England and Wales Court of Appeal (Civil Division) · [2026] EWCA Civ 872 · 7. Juli 2026
Urheberrecht · IT-Recht
Der Court of Appeal hat beide Rechtsmittel von Microsoft gegen zwei Vorentscheidungen des Competition Appeal Tribunal zurückgewiesen. Im Kern geht es um die urheberrechtliche Erschöpfung beim Handel mit gebrauchten, zeitlich unbefristeten Windows- und Office-Lizenzen — eine Vorfrage der kartellrechtlichen Missbrauchsklage von ValueLicensing (Behinderung des Gebrauchtsoftware-Marktes, Schadensersatz ~270 Mio. £).

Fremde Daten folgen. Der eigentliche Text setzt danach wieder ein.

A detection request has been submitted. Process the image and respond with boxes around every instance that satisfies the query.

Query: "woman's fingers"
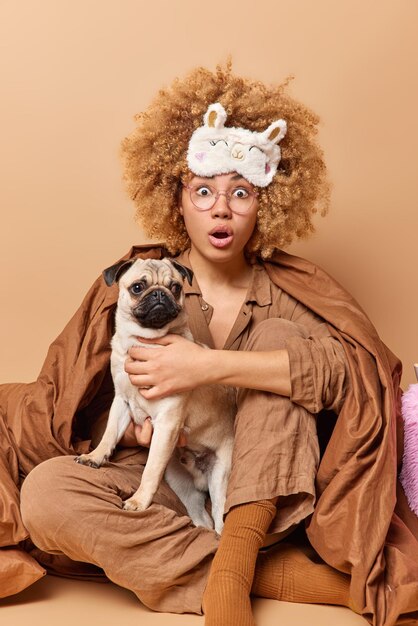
[135,417,153,448]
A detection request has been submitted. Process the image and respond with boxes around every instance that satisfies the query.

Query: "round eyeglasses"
[184,185,257,215]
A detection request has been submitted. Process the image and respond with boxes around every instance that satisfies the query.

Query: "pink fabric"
[400,384,418,515]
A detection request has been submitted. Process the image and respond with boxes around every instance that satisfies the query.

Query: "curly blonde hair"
[122,63,329,259]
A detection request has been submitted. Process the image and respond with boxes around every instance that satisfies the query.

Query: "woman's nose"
[212,193,232,218]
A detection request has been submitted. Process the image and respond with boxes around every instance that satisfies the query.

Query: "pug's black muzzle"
[132,289,181,328]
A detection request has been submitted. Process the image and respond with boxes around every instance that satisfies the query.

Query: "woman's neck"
[189,246,252,288]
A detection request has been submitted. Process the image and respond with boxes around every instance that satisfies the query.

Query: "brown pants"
[21,319,319,613]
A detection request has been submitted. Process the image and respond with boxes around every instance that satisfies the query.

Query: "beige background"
[0,0,418,626]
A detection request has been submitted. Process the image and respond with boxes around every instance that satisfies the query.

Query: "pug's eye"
[129,281,145,296]
[170,283,181,298]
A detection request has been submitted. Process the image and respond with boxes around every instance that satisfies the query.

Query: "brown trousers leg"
[21,320,317,613]
[21,450,218,613]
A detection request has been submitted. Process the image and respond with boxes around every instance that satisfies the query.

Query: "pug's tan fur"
[75,259,235,533]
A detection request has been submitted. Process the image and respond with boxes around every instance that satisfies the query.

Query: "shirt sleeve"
[286,301,349,413]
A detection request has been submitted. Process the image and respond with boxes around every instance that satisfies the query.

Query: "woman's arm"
[125,335,290,400]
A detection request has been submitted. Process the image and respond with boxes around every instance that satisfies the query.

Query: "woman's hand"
[125,334,211,400]
[119,417,187,448]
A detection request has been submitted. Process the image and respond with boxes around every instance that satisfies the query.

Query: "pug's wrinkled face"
[119,259,184,329]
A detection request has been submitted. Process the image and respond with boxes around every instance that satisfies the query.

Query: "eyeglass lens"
[189,185,254,213]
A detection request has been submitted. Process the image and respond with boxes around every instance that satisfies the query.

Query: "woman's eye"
[232,187,250,200]
[196,187,212,198]
[131,283,145,296]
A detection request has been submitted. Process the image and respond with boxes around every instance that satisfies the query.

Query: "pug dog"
[75,259,235,534]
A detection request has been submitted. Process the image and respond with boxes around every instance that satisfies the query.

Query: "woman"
[2,67,418,626]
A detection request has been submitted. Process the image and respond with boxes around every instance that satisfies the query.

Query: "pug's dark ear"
[171,261,193,285]
[102,259,135,287]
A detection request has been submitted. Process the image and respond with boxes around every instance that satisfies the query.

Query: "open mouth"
[212,232,230,239]
[209,226,234,248]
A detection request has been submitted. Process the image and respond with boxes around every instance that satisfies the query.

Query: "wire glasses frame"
[183,184,257,215]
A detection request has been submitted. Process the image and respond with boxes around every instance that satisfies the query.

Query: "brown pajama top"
[18,249,347,612]
[0,246,418,626]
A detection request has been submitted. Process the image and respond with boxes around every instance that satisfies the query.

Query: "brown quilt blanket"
[0,246,418,626]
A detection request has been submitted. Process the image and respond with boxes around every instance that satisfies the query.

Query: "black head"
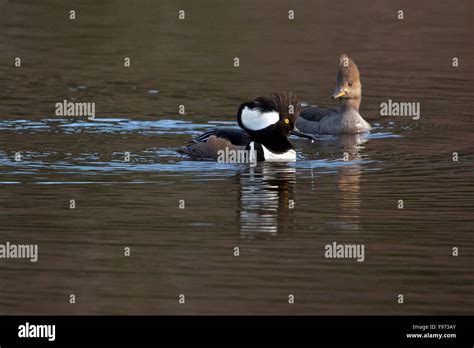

Das Gericht bestätigt die UsedSoft-Linie: Die Erschöpfung des Verbreitungsrechts tritt auch bei per Download überlassener Software ein; sie wirkt kraft Gesetzes ab dem ersten entgeltlichen, zeitlich unbefristeten Verkauf und lässt sich nicht durch Vertragsklauseln ausschließen (vgl. Kernaussage). Microsofts Argument, für Benutzeroberflächen, Symbole, Schriftarten und Hilfetexte gelte ein engerer Erschöpfungsbegriff (InfoSoc- statt Software-Richtlinie), verfing nicht — das Gericht verwies auf die odd results einer solchen Auslegung (CD-ROM frei weiterverkäuflich, Download nicht; Icons als Erschöpfungs-Hebel). Zur Aufspaltung von Volumenlizenzen stellte es klar, dass UsedSoft Rn. 69 die Aufspaltung nur im Client-Server-Kontext untersagt, nicht bei unabhängigen, intern verteilten Kopien; die BGH-Rechtsprechung (UsedSoft III) stützt dies.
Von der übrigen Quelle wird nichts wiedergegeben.